Busted: Deer Myths

Busted: Deer Myths

MOULTRIE DIGITAL GAME CAMERAOpening day of rifle season opens this Saturday in eastern North Carolina. While primitive weapon seasons have been open nearly a month, the majority of hunters will be hitting the woods in the next month or two with a rifle in hand. Every year hunters talk about the habits of particular deer and the best ways to tag the local monarch. Commonly mixed into the conversations are tales of the “one that got away.” On the other end of the spectrum there is the one who definitely didn’t get away, and the whole town knows about his massive antlers and the hunter who shot him. This is also a prime time to hear about many myths and suspected abilities that whitetails use to elude hunters. Some of which are true, others are not. Here are a few busted myths.

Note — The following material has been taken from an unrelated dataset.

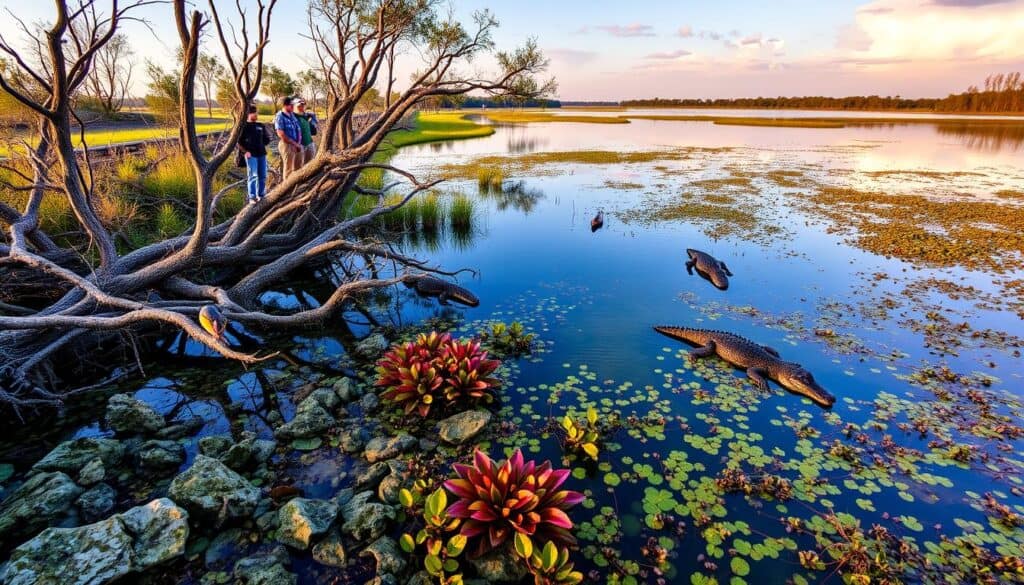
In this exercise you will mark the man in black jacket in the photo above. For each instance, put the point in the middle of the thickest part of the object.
(252, 147)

You can look at a deer’s antlers and tell how old he is. This actually couldn’t be further from the truth. Yes, older bucks generally have larger antlers but this alone is not capable of proving that. An older buck’s face is usually whiter and more grayish than an immature buck, but once again this is not an accurate indicator of a buck’s age. The best way to age a buck on the hoof is to check out his bodily characteristics, such as his stubby-like legs, deep chest, and swayed back. That being said, the only real way to accurately know a buck’s age is to remove his jawbone after harvest and have a professional biologist examine it or have a cementum annuli test conducted on the jawbone in a lab. These test examine the tooth and the jawbone growth and wear and can tell exactly how old a buck is.
How many times have you sprayed down with a forest scented cover spray? What about fox or raccoon urine to mask that rubber boot smell? As it turns out, the olfactory senses on a whitetail are much more complex than most hunters realize, consisting of roughly 300 million receptors. That’s 60 times greater than the number of a typical human’s olfactory receptors. In other words, a deer doesn’t just smell pine cover scent in the woods, he smells you, and anything that has been absorbed into your clothing such as smoke or where you spilled your coffee in your lap this morning. This is why you should take two steps to make it past a deer’s senses. First spray down with a product that actually kills your scent, not masks it, and then play the wind correctly. Always stay downwind of where you expect a deer to approach your setup. When all is said and done, this the most effective way to evade their senses.

Another common misconception, one that has arguably the most detrimental effects to management, is “once a spike, always a spike.” Once again this has been proven to be false more often than not. Occasionally, you may spot a buck that has inferior genetics and will grow a large set of spike or four point antlers, but this is not generally the case. In reality, the timing of the previous year’s rut, nutrition, and other environmental factors can play a part in a buck’s headgear. Usually a spike is a yearling buck and if given the time, has a real chance at producing a respectable, even trophy set of antlers.

Hopefully these busted myths provided some insight that will produce eventful hunting, help you fill your freezer, and assist in your management goals. This year when sitting around the campfire after the hunt, instead of talking about old wives tales, talk about busted myths and what we now know about whitetail habits and management. It will benefit everyone listening.  As always, be safe and good luck!